A team of would-be rescuers has begun gathering in the grounds of New Kippenross House, an ornate Georgian mansion designed by William Adam in 1750.

It's been a long time since wild boar were hunted north of the border. Then it was done with horses, hounds and lances. Today animal welfare workers are considering using a helicopter, thermal imaging cameras, a custom-made honey trap and an expert tracker.

"We have to work out our next move carefully," said Yvonne Taylor of Advocates for Animals, based in Edinburgh, which is co-ordinating the mercy mission. "This could go on for days, if not weeks. We have started to assemble a small team of experts, including the farmer, as he knows the animal, the landowner, an expert animal tracker from England and a few selected volunteers from a local safari park. The last thing we want to do is have some sort of army thrashing about in the woods scaring the poor animal out of its wits.

"We are looking at all the options, including using a helicopter equipped with Army-style thermal imaging equipment to locate McQueen if at any stage it looks as though he could pose a danger to the public. We are also considering building a humane cage baited with food to draw him in, even using an in-season sow to encourage him to come out to mate," Ms Taylor said.

Many of the methods being considered were used in the hunt for the "Tamworth Two" – a couple of pigs which became international celebrities after escaping from a slaughterhouse in Malmesbury, Wiltshire, in 1998. They include the use of an expert tracker who arrived last night from Norwich to examine the terrain and plot McQueen's movements.

"We really need another confirmed sighting so we can decide what the best thing to do is," Ms Taylor said.

"Our greatest concern is to capture McQueen in the least stressful way possible, considering what he has been through already. He was literally in the slaughterman's hands when he escaped."

While the rescuers prepare their plan of action, Central Scotland Police have increased patrols around the area in the hope they can spot the animal before it is either harmed by someone or causes some harm if panicked.
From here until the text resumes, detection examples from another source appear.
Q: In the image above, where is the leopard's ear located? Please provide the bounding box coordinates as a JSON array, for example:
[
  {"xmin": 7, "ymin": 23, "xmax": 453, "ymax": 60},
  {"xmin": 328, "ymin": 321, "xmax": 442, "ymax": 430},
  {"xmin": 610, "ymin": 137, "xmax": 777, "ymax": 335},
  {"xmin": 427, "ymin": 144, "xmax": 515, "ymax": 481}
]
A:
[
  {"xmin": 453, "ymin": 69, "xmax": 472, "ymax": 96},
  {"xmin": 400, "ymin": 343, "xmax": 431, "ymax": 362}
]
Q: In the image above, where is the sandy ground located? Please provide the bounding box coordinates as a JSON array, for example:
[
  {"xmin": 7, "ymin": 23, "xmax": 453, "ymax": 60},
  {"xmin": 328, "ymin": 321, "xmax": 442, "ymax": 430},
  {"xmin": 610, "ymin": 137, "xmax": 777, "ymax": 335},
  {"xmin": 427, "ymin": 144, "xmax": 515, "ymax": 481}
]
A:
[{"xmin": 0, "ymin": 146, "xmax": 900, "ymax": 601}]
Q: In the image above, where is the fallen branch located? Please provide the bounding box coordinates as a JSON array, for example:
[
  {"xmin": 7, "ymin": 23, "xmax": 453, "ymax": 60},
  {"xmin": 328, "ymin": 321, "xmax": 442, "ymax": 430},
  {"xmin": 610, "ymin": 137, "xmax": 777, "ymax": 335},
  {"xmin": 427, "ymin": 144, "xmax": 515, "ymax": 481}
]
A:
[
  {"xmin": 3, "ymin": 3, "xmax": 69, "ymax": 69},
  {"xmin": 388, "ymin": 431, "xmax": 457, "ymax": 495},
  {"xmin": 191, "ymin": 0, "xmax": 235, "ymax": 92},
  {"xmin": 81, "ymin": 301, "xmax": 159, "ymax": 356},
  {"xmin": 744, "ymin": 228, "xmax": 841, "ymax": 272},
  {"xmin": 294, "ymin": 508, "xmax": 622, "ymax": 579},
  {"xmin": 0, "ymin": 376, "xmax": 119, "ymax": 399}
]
The boar's legal owner, Mr Johnstone, 36, who runs Hilton Farm, near Bridge of Earn in Perthshire, where McQueen was hand-reared along with 200 other European wild boars, said the animal posed no risk to humans. "Boars are not aggressive animals and run away from people," he said.

"They are wild animals and can look after themselves very easily.

"His genes will make him revert to an animal that is used to living in a forest looking for food, but unfortunately our country is not really set up with the oak forests and the food he'd expect to find in central Europe."